Yes, and to add to your analysis, the dividends they’d be getting would be buying them a far greater number of rubles every quarter.
Every financial transaction represents a preference. The buyer thinks he is getting something of equal or greater value than what he/she tenders. And sometimes, many times, the buyer could be choosing a ROI of zero in place of a ROI of -7%. In that case, the bargain is enhanced because the buyer not only thinks he/she may be making a decent investment, but is probably avoiding loss. The entire world is engaged in a game of chasing yield, whether coupon or cap gain, is it not?
In the same way, the seller expresses a preference for the cash tendered by the seller over the “thing”.

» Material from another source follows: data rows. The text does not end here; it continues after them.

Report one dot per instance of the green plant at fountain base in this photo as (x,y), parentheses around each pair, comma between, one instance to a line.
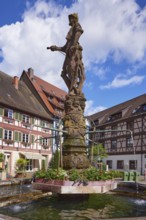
(90,174)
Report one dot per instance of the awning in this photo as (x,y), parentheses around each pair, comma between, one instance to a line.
(33,156)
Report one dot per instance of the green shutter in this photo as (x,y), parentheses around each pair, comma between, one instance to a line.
(1,111)
(1,133)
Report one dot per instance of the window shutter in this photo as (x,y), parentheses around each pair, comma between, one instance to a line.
(1,111)
(41,141)
(1,133)
(16,136)
(41,123)
(16,115)
(20,135)
(20,117)
(31,120)
(32,138)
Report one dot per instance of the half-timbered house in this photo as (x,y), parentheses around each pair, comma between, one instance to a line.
(122,131)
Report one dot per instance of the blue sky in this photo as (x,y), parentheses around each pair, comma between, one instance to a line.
(114,44)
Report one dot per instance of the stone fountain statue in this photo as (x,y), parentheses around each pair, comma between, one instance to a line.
(74,146)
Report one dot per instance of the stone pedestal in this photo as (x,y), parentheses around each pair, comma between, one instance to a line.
(74,146)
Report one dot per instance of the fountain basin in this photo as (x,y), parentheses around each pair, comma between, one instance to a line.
(70,187)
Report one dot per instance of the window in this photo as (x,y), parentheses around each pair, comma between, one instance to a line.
(96,122)
(129,142)
(7,135)
(45,141)
(113,144)
(133,164)
(25,138)
(144,107)
(29,165)
(8,113)
(120,164)
(109,163)
(113,128)
(115,116)
(130,125)
(45,124)
(26,119)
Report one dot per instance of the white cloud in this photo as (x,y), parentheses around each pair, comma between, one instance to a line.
(91,109)
(121,81)
(115,28)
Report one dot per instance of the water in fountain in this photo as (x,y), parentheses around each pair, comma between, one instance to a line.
(92,207)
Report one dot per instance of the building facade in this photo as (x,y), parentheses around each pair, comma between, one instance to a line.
(51,98)
(122,131)
(24,124)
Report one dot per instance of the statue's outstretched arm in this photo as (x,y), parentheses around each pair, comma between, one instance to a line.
(55,48)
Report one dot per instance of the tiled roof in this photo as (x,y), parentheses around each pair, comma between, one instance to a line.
(46,89)
(127,108)
(21,99)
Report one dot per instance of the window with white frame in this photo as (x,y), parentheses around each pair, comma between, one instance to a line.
(45,141)
(25,138)
(45,124)
(8,113)
(120,164)
(29,165)
(132,164)
(26,119)
(8,135)
(129,142)
(113,144)
(109,163)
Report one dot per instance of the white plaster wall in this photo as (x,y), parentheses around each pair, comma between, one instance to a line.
(126,159)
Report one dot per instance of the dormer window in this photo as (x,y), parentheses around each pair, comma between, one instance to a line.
(139,109)
(115,116)
(8,113)
(26,119)
(96,122)
(144,107)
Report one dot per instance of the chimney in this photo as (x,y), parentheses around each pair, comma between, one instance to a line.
(31,73)
(16,82)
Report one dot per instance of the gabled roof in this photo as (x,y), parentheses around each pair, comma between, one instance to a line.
(20,98)
(126,108)
(45,89)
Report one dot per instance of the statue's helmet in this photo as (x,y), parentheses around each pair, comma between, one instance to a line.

Sometimes both are right, sometimes both are wrong. Sometimes, in the case of a holder of currency in a ruinous inflation, the urge to chase goods, to buy anything, is well known. We can think we are or are not doing so when we buy ordinary US stocks. Only time will tell. But a Russian holding rubles subject to *overnight* deterioration equivalent to *a whole year* of nominal stock market appreciation has got to be happy to make such a trade. That they are getting [allegedly] transparent companies with [allegedly] the best mgmt in the world in what is inarguably the most liquid market in the world, these are only plusses. So regardless of the scurrilous nature of the forces behind it, IMO, this is a powerful set of motives.